But after years of crop failures due to capricious weather and counterproductive farming practices, Brown started to rethink the way he ran his family’s operation, shifting his focus from sustaining degraded soil to regenerating his land. He stopped tilling the ground, phased out all chemical inputs, cycled through diverse cover crops, restructured his livestock’s grazing habits, and implemented other processes that vastly improved the ranch’s soil health and overall ecosystem.
He also started to reconsider his attachment to the government programs that many American farmers depend on, realizing that running a farm to maximize subsidy revenue creates a pernicious cycle of monoculture cropping, harmful synthetic inputs, and time wasted in listless offices instead of experimenting through trial and error on his own land.

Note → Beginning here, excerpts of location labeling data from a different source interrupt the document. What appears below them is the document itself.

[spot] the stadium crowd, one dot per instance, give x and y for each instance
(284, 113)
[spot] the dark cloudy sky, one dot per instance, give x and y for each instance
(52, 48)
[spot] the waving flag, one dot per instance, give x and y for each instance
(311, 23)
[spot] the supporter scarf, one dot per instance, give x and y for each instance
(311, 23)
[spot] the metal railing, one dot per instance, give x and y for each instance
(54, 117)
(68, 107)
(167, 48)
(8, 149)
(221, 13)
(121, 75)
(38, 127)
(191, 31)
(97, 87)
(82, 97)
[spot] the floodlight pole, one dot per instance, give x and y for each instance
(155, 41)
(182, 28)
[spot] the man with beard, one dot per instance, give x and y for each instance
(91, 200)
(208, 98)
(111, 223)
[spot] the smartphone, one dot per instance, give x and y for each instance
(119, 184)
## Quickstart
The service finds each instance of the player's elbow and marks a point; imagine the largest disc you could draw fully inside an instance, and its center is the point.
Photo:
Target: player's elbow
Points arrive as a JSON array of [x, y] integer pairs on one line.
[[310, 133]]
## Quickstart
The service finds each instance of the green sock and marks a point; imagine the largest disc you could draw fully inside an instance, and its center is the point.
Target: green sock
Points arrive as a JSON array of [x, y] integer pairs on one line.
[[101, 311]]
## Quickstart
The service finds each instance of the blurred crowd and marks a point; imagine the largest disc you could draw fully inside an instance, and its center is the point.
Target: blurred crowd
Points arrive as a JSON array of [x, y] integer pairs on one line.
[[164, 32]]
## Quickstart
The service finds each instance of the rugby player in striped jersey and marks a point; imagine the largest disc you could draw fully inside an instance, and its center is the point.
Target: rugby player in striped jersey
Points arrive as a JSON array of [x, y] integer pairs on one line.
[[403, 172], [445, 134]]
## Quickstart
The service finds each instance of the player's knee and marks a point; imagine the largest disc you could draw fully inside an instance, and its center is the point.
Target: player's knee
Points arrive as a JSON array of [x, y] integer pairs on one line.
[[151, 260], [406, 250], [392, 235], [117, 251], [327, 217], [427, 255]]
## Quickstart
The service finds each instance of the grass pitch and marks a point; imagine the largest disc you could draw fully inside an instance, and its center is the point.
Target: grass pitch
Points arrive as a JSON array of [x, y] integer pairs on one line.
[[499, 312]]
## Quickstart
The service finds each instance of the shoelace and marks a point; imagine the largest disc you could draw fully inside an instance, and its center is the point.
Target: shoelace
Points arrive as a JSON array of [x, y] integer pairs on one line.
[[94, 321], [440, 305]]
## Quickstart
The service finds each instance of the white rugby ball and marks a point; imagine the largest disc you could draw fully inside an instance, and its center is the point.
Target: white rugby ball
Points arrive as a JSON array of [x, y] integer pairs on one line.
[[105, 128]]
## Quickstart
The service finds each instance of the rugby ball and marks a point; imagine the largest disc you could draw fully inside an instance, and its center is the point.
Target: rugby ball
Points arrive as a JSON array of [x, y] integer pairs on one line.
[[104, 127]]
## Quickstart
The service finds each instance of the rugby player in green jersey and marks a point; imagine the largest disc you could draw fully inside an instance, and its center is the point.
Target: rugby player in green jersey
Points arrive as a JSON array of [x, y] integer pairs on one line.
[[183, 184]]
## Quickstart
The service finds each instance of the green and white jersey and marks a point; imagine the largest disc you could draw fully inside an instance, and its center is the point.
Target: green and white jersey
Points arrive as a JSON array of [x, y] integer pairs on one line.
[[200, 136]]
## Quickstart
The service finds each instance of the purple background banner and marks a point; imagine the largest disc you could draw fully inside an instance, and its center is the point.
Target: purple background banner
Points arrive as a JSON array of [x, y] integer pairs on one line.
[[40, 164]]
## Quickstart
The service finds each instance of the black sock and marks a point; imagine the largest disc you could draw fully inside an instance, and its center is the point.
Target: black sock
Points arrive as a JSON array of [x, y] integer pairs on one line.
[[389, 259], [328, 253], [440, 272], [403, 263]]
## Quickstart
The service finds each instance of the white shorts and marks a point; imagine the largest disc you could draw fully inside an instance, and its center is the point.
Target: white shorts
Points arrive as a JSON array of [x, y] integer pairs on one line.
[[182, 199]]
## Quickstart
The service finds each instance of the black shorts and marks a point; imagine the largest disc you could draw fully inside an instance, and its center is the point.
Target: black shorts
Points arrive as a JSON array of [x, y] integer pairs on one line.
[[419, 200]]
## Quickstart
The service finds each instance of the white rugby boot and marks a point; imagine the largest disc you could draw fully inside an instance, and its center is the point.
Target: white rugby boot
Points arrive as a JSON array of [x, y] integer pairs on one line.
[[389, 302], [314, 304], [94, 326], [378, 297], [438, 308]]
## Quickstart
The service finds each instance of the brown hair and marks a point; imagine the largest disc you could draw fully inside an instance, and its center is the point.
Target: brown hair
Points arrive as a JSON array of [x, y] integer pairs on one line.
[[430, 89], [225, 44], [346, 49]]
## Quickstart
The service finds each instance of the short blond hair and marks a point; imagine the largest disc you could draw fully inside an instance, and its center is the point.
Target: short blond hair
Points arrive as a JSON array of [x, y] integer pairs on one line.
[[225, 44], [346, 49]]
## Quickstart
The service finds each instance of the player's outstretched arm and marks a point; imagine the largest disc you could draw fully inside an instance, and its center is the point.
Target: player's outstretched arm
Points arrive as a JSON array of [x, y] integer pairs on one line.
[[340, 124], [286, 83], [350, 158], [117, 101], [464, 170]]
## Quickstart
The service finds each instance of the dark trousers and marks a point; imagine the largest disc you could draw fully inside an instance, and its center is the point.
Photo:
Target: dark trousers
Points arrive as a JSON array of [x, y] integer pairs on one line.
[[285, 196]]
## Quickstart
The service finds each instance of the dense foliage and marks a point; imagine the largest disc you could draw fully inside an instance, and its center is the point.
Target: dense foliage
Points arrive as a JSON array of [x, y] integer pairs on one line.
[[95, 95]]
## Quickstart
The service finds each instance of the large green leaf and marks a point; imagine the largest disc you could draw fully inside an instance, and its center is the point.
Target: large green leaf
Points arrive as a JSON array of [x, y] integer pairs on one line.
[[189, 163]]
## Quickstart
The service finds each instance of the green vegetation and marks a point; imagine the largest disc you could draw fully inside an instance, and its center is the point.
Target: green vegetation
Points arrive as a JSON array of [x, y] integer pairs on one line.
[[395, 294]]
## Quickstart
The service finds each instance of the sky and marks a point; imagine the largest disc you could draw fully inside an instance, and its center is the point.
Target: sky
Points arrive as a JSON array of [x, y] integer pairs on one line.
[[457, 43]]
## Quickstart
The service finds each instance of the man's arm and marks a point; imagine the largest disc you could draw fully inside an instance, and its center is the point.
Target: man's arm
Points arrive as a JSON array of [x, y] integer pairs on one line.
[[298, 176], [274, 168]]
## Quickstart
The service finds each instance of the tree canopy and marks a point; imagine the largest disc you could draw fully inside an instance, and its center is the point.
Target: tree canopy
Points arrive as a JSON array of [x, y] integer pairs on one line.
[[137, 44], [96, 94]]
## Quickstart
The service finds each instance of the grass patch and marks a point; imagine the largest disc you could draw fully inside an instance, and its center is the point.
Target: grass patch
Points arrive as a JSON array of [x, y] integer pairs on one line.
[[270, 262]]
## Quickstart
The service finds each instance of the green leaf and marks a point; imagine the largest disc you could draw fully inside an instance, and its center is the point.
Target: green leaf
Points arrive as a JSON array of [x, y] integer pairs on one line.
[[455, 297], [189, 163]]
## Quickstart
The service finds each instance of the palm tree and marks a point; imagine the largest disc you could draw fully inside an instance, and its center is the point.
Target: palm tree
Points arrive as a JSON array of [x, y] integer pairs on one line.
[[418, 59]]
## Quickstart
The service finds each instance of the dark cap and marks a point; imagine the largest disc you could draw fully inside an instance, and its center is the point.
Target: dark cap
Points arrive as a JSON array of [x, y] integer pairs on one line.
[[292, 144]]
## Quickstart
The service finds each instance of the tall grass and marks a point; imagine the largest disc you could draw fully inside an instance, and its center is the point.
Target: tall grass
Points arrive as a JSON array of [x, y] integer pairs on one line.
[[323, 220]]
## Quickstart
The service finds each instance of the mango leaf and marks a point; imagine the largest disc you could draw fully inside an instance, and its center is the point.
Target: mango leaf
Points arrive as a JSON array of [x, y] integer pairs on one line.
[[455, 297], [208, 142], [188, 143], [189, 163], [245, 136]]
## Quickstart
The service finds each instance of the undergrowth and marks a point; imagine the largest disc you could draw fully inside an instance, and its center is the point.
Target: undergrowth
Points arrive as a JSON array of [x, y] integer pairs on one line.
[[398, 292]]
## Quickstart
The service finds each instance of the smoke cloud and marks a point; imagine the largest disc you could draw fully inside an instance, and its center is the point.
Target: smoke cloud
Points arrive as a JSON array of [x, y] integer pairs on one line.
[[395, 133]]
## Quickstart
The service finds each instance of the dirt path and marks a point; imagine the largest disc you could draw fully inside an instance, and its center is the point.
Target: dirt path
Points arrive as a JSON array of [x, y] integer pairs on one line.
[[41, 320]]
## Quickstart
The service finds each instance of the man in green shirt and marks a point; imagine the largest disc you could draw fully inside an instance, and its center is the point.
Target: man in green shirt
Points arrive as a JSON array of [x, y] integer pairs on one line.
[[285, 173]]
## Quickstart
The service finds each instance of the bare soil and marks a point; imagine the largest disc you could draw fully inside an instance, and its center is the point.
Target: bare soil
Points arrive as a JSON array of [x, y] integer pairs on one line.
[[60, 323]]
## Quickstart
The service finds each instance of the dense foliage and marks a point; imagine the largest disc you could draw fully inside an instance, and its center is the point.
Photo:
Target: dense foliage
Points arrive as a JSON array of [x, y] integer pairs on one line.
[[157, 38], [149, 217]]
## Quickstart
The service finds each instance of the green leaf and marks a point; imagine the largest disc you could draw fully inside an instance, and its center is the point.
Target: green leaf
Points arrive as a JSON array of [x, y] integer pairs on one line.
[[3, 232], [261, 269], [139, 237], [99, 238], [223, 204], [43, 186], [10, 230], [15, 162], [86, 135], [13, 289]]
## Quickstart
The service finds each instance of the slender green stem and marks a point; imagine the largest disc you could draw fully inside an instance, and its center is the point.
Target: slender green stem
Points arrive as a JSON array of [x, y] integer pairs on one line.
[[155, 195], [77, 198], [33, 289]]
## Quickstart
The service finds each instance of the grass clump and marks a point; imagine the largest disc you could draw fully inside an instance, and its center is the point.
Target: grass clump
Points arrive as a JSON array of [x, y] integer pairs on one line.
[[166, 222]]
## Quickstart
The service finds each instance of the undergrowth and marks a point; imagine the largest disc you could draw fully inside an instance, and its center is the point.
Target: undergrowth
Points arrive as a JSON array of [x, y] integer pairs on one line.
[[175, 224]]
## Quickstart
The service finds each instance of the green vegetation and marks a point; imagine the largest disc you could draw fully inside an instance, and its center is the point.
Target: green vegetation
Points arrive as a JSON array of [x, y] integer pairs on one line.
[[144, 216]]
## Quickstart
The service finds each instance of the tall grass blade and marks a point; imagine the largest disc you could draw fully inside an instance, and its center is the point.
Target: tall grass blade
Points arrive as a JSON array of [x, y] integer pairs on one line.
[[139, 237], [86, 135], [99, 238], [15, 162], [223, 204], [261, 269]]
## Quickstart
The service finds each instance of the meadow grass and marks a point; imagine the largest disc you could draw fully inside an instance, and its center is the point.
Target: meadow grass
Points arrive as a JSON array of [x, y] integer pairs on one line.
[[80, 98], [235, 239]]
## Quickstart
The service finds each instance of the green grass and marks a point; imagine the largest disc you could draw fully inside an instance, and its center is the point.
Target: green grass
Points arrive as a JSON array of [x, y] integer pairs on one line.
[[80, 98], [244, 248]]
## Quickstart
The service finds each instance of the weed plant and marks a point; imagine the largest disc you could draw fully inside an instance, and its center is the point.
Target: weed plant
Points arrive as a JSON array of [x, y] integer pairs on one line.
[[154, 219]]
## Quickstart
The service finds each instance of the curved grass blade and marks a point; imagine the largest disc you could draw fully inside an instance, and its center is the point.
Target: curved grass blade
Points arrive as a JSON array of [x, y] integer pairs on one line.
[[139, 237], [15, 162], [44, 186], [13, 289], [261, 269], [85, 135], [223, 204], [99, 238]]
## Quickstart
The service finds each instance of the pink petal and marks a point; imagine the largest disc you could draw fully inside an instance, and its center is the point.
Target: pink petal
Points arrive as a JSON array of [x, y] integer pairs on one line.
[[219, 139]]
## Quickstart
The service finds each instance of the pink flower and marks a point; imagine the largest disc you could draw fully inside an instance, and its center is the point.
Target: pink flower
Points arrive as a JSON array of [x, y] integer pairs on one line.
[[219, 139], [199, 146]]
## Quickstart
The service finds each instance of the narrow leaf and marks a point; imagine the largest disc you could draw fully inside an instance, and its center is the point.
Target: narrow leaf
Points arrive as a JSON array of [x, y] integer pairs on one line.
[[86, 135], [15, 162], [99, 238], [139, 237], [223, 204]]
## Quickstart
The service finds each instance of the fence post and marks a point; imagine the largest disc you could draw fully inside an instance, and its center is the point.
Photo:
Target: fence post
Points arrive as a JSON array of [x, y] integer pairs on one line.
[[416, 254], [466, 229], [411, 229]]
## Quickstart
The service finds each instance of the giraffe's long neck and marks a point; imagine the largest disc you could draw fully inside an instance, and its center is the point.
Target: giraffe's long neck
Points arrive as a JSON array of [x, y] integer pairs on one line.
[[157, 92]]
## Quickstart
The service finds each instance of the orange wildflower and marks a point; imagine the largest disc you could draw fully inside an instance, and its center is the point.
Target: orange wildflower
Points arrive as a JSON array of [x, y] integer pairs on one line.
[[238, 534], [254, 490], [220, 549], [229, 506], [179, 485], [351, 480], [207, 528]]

“I don’t miss walking into those [government] offices and doing the paperwork and they know every single thing about my operation,” said Brown, who expanded his farm to more than 5,000 acres and has since turned over day-to-day management to his son. “And they say, ‘Oh, but it takes away your safety net.’ My safety net is the resiliency built into my soil. My safety net is the health of the operation. My safety net is the fact that I don’t rely on only one or two commodities to make my income. We have 17 different enterprises on our ranch now. So I’m resilient—our ranch is resilient—because of the diversity and because of the health of the ecosystem. That’s very liberating. It’s a good feeling.”